Try the following to beat the test:
- Avoid exercising 24-36 hours prior to a test, as exercise has the potential to increase THC levels in blood.
- Drink lots of water in the weeks and days leading up to the test. However, do not load up on too much water the day of the test, since this has the potential to have an over diluted sample, in which case you probably would have to take the test again.
- Multi-vitamins are good to take daily.
- Detoxifying drinks that you can buy online or at a local specialty shop. Try out Test Clear and Pass Your Test.
- If you know it will be a saliva test, there are toxin ridding mouthwashes out there. But really if you know it will be only a saliva test, you only need to abstain for a couple days to pass.
- If you know it will be a hair test, there is Clear Choice Shampoo which you use within 8 hours of a test.
If you have a month or more lead time, and are willing to abstain for a while, try these:
- Stop consuming cannabis in all forms.
- Eat foods rich in antioxidants.
- Drink enough water everyday.
- Exercise regularly (up until the last day or 2) to sweat out toxins.
- Eat foods rich in fiber.
- Get plenty of electrolytes and herbal supplements.
- Reduce junk food consumption.
Why does Cannabis Stay in your System?
Cannabis is packed with chemicals called cannabinoids. These are what have effects in your body. The one that gets you high is called THC, you’ve probably heard of it. Others include CBD and THCV. As far as this author can tell, nobody cares about CBD. The real “enemy” is THC.
When you take cannabis, you will probably get between 8% and 14% THC into your bloodstream. Here, it floats around and interacts with your cannabinoid receptors. In the brain, this gets you high. In the body, it can be an anti-inflammatory or have any number of (poorly understood) effects.
Your body can only break down so much THC in a given time. Even when you’re not feeling the effects, there is still a measurable amount of it in your bloodstream, floating around and eventually getting degraded by the body’s enzymes. One of the metabolites (the product of your body’s metabolism) of THC is THC-COOH, or “carboxy THC”. This has an amazing name: 11-nor-9-carboxy-Δ9-tetrahydrocannabinol.
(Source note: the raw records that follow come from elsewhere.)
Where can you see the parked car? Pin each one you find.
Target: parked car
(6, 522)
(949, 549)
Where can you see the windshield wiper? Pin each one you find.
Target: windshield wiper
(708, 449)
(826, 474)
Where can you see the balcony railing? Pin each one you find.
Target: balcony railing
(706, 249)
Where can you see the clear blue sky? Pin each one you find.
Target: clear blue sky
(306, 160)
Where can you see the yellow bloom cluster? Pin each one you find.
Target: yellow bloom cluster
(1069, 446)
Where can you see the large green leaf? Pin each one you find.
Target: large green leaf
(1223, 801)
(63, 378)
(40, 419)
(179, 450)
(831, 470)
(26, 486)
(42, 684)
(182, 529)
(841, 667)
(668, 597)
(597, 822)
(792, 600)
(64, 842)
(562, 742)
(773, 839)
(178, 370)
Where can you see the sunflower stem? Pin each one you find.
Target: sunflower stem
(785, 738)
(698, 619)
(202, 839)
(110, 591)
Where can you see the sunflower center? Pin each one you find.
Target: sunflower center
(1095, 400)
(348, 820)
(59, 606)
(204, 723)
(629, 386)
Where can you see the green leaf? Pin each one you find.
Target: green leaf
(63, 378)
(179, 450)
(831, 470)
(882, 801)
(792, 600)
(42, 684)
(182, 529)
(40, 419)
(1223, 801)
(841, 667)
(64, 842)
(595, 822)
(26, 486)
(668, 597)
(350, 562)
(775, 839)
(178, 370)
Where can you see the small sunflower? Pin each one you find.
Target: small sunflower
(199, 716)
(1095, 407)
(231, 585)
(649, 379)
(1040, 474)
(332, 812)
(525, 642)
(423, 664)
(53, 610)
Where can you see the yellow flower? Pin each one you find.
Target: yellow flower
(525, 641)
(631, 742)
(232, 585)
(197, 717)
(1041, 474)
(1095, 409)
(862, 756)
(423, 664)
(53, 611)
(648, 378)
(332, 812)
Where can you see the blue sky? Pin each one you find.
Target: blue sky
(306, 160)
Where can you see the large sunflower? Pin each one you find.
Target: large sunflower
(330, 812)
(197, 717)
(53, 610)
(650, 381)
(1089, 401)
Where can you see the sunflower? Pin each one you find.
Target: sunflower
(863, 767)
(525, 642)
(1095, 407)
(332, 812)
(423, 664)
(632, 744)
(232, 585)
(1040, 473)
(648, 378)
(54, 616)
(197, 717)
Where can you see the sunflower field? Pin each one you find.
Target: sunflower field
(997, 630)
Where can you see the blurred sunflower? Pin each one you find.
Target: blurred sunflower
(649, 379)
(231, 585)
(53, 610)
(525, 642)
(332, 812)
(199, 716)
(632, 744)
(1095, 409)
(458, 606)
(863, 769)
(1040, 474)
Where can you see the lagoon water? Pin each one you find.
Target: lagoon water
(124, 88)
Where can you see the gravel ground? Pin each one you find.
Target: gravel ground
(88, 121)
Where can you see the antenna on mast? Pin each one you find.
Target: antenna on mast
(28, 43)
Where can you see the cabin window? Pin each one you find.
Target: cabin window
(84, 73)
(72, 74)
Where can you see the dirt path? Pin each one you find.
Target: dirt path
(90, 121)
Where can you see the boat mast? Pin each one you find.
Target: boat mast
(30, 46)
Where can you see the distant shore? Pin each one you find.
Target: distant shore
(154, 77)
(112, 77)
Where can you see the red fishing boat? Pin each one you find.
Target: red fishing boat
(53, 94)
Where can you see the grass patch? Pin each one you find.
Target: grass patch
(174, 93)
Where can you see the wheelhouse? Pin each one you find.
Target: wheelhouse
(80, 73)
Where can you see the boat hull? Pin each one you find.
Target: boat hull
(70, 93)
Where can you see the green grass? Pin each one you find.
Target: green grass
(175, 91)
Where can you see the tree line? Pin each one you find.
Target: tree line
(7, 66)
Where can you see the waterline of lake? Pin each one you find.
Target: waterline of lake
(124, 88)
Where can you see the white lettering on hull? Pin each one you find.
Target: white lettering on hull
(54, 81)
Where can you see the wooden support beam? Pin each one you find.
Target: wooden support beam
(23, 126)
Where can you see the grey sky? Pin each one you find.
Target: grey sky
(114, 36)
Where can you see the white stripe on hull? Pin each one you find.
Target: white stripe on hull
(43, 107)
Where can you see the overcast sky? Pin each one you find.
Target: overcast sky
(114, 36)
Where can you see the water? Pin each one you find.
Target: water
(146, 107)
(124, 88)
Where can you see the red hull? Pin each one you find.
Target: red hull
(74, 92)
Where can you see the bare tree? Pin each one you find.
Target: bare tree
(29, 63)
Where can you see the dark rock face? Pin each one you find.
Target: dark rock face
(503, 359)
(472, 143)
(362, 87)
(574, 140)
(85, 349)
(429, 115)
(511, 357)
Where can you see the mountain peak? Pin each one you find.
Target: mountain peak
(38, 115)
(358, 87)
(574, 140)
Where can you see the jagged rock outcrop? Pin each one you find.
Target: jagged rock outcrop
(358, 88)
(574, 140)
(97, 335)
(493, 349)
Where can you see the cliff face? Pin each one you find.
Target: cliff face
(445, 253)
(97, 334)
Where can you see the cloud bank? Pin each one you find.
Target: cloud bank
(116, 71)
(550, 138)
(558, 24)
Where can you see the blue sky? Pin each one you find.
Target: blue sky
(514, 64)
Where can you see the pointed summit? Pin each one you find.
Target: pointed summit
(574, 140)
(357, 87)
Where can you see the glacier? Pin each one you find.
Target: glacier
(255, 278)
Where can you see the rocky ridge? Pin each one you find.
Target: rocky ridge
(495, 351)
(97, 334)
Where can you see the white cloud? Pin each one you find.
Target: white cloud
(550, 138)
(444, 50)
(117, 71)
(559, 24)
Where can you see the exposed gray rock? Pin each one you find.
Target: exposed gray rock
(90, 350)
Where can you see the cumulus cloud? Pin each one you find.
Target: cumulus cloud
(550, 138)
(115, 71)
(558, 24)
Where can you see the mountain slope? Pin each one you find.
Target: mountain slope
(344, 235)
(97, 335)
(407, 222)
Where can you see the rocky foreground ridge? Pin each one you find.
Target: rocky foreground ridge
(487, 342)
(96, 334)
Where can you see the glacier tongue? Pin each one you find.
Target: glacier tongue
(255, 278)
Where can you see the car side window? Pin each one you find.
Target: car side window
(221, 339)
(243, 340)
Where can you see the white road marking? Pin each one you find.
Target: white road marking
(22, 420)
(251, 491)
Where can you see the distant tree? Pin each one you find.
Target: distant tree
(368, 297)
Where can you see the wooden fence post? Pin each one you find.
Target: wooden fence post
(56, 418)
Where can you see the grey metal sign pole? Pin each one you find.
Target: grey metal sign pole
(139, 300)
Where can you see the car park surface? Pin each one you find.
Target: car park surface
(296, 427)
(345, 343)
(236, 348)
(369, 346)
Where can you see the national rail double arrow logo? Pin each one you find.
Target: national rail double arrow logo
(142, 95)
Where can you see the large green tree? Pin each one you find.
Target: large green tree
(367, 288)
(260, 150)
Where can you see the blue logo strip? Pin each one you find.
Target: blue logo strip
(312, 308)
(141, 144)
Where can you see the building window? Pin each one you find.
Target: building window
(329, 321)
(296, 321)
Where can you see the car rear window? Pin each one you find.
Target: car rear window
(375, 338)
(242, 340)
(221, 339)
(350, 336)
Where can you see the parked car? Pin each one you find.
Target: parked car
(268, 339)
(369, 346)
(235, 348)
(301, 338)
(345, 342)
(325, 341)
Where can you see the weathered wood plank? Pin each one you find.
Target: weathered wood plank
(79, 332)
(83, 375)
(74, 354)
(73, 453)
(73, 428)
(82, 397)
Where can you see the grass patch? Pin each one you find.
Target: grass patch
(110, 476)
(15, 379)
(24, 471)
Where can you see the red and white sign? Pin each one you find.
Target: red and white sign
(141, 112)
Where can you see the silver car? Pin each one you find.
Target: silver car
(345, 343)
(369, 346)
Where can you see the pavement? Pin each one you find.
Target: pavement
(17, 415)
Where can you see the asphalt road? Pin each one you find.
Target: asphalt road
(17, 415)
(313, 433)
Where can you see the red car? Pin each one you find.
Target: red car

This chemical is what urine tests look for. Strangely, concentrations of this chemical can peak up to 3 days after you took cannabis, so you know that you will have to wait at least that long before cannabis is undetectable.
Things will likely change
Marijuana is quickly becoming “more legal” and more people are enjoying cannabis than ever before. Unfortunately, the devil’s weed is still surprisingly illegal in most of the world, and getting caught could really screw things up. Even where weed is legal in the USA, employers regularly drug test their employees for traces of marijuana. It’s possible to lose your job or worse if your blood has cannabinoids in it.
Sometimes, it’s pretty reasonable. If you are operating heavy machinery or in a position of responsibility, your employer has a duty of care to ensure you are not under the influence of drugs, legal or not. Other times, it can seem like a total irrelevance – why does anyone care whether a store clerk smokes a joint on a Friday night instead of drinking beer?
Whatever your reasons, knowing how long cannabis can stay in your bloodstream is important. It means you can enjoy your favorite herb and ensure that the powers that be do not come crashing down on you. Planning isn’t something that weed smokers are famed for, but with the right information, you can keep yourself safe.